I always had a feeling that I will be moving overseas even though I didn’t have any concrete plans on “uprooting” myself from family and close friends when I was younger.
I moved to Singapore in 2008 without any family or close friends to welcome me in the Lion City and took the leap. Fast forward to 2017, I got married and was blessed to have a baby with special needs.
Initially, I entertained the idea of going home where Marian can be surrounded by a more familiar environment, but my husband wanted to stay in Singapore because he believed that Marian can get better support with her condition.
My initial thoughts were:
1. Is there a support group for mums like me in Singapore?
2. How would she get an (inclusive) education in a foreign land?
3. When she becomes older, what would be her job opportunities so she can sustain herself and be independent?
A few months after Marian was born, I found a local support group organized by @simplylambchops. She has launched her own blog of the same name to record her parenthood journey to 3 kids, including Kayleen, who has Down syndrome. The group was like an anchor to me in the first few months of mummyhood. I felt that I wasn’t alone and that we share the same love, worry and fear over our children with special needs. It was comforting that people I hardly know support my frustrations, challenges and triumphs because we were in the same boat.

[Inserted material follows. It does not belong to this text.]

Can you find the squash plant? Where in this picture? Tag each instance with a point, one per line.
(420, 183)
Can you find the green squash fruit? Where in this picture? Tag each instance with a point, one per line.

Next question was how can she get accepted in school. We sought guidance from @NUHig Kids Clinic where they recommended schools that are inclusive and were willing to accept my child. We found a school quite near to our home and enrolled Marian where she is the only child with Down syndrome among neuro-typical children (10:2 kids-teacher ratio).
From the time she started early intervention, she has improved tremendously and is now uttering 3-4 words. The next question is, will this be enough to get her into school and get a job in future where she can sustain herself?
Only time will tell and I sincerely hope that Singapore is able to look into the plight of kids with Down syndrome and their employability. The journey is long and far and may be challenging for the most part, but I am confident that Singapore will be able to support our kids so that they can lead more fulfilling and independent lives.